The origin of hyperferroelectricity in Li$B$O$_3$ ($B$=V, Nb, Ta, Os)

TL;DR

This study uses first-principles calculations to explore the electronic and structural origins of hyperferroelectricity in Li$B$O$_3$ compounds, revealing that short-range interactions drive hyperferroelectric instability, unlike proper ferroelectrics.

Contribution

It identifies Li$B$O$_3$ as hyperferroelectrics with a novel instability mechanism driven by short-range interactions, expanding understanding of ferroelectric materials.

Findings

Li$B$O$_3$ compounds are hyperferroelectrics with unstable longitudinal optic phonon modes.
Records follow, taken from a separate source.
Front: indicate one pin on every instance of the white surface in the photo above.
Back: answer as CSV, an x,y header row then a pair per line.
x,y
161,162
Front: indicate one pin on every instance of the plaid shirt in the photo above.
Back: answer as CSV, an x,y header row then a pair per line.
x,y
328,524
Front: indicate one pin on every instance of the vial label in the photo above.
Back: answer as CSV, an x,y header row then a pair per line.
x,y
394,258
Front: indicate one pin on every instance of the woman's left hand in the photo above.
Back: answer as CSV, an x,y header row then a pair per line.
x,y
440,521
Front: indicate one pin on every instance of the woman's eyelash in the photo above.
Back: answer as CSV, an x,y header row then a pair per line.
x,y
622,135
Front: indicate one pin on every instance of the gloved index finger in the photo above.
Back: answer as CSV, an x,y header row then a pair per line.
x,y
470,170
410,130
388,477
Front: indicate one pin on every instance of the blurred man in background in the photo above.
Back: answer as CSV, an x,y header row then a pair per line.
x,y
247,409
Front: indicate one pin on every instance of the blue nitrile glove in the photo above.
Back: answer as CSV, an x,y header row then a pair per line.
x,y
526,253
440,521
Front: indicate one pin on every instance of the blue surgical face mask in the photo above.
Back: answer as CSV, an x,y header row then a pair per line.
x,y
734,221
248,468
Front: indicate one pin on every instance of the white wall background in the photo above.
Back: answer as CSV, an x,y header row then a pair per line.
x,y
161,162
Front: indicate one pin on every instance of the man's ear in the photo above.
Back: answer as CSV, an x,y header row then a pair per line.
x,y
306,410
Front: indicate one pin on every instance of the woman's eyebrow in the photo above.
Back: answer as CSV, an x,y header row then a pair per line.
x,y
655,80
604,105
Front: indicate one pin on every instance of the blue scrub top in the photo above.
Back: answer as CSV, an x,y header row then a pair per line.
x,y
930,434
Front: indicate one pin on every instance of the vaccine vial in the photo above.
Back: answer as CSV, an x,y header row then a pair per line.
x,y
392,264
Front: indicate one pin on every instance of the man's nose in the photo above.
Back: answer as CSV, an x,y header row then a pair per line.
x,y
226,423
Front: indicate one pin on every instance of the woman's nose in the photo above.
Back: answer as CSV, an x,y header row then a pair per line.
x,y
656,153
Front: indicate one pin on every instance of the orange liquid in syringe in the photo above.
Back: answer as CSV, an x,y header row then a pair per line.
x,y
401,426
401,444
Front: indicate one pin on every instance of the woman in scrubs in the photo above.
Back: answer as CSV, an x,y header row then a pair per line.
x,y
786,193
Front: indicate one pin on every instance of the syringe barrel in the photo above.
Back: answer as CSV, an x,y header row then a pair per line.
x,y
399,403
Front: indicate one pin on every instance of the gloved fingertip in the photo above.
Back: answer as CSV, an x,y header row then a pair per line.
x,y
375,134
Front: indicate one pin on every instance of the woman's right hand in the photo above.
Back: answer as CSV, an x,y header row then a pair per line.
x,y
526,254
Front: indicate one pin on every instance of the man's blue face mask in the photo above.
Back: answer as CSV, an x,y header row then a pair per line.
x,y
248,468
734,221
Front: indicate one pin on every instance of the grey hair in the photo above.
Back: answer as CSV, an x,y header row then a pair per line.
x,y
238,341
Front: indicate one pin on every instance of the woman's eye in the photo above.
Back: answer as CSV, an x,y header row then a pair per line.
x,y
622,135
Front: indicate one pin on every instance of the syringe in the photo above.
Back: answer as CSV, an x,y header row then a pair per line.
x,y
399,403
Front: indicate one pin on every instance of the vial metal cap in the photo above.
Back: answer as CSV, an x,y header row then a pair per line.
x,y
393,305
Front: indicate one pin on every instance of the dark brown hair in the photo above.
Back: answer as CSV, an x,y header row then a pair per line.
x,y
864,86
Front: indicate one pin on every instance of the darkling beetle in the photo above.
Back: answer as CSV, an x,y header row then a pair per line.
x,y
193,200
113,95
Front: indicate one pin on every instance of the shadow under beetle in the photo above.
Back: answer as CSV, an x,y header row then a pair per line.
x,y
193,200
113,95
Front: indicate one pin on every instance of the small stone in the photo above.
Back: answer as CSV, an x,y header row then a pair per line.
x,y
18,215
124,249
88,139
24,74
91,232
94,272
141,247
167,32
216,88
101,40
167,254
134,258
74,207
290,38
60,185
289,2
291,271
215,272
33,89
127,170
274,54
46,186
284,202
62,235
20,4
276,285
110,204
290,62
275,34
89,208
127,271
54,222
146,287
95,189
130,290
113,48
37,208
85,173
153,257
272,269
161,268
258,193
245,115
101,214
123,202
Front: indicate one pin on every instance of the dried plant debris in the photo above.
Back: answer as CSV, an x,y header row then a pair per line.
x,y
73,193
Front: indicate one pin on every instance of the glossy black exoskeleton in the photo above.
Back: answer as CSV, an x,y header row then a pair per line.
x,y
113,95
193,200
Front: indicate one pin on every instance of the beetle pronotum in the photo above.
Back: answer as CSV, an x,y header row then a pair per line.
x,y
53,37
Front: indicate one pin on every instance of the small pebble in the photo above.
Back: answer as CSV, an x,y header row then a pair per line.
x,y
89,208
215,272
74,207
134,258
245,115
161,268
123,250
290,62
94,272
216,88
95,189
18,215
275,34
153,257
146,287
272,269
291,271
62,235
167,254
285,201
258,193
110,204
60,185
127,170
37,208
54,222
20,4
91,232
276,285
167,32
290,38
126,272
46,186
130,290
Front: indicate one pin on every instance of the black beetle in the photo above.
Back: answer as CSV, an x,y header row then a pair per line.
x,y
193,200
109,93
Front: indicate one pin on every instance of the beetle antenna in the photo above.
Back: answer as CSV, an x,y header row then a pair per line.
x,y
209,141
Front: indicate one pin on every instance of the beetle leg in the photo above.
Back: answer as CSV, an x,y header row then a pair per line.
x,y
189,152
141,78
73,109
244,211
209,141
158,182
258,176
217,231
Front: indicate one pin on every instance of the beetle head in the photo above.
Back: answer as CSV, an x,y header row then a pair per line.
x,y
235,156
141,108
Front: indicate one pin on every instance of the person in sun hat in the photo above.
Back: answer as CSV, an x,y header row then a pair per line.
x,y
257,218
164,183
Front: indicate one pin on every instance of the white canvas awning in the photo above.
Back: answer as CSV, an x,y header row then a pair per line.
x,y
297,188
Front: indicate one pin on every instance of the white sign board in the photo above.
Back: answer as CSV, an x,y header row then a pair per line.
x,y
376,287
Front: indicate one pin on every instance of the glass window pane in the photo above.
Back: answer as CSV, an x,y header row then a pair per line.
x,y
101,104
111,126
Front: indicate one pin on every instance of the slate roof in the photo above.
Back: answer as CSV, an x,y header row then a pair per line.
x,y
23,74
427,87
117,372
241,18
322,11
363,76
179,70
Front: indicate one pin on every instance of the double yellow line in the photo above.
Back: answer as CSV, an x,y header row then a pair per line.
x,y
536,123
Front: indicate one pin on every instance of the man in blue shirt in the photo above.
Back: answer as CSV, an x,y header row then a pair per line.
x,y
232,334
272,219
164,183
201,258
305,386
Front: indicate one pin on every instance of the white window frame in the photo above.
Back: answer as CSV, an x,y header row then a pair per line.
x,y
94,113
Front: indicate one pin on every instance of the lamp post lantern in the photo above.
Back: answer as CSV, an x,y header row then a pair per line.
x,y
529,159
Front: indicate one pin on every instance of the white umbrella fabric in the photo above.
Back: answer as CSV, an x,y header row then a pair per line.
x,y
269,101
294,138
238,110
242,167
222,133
The ferroelectric-like instability in LiOsO$_3$ is a special case of hyperferroelectricity.

Hyperferroelectric instability is driven by short-range interactions, not long-range Coulomb forces.

Abstract

The electronic and structural properties of Li$B$O$_3$ ($B$=V, Nb, Ta, Os) are investigated via first-principles methods. We show that Li$B$O$_3$ belong to the recently proposed hyperferroelectrics, i.e., they all have unstable longitudinal optic phonon modes. Especially, the ferroelectric-like instability in the metal LiOsO$_3$, whose optical dielectric constant goes to infinity, is a limiting case of hyperferroelectrics. Via an effective Hamiltonian, we further show that, in contrast to normal proper ferroelectricity, in which the ferroelectric instability usually comes from long-range coulomb interactions, the hyperferroelectric instability is due to the structure instability driven by short-range interactions. This could happen in systems with large ion size mismatches, which therefore provides a useful guidance in searching for novel hyperferroelectrics.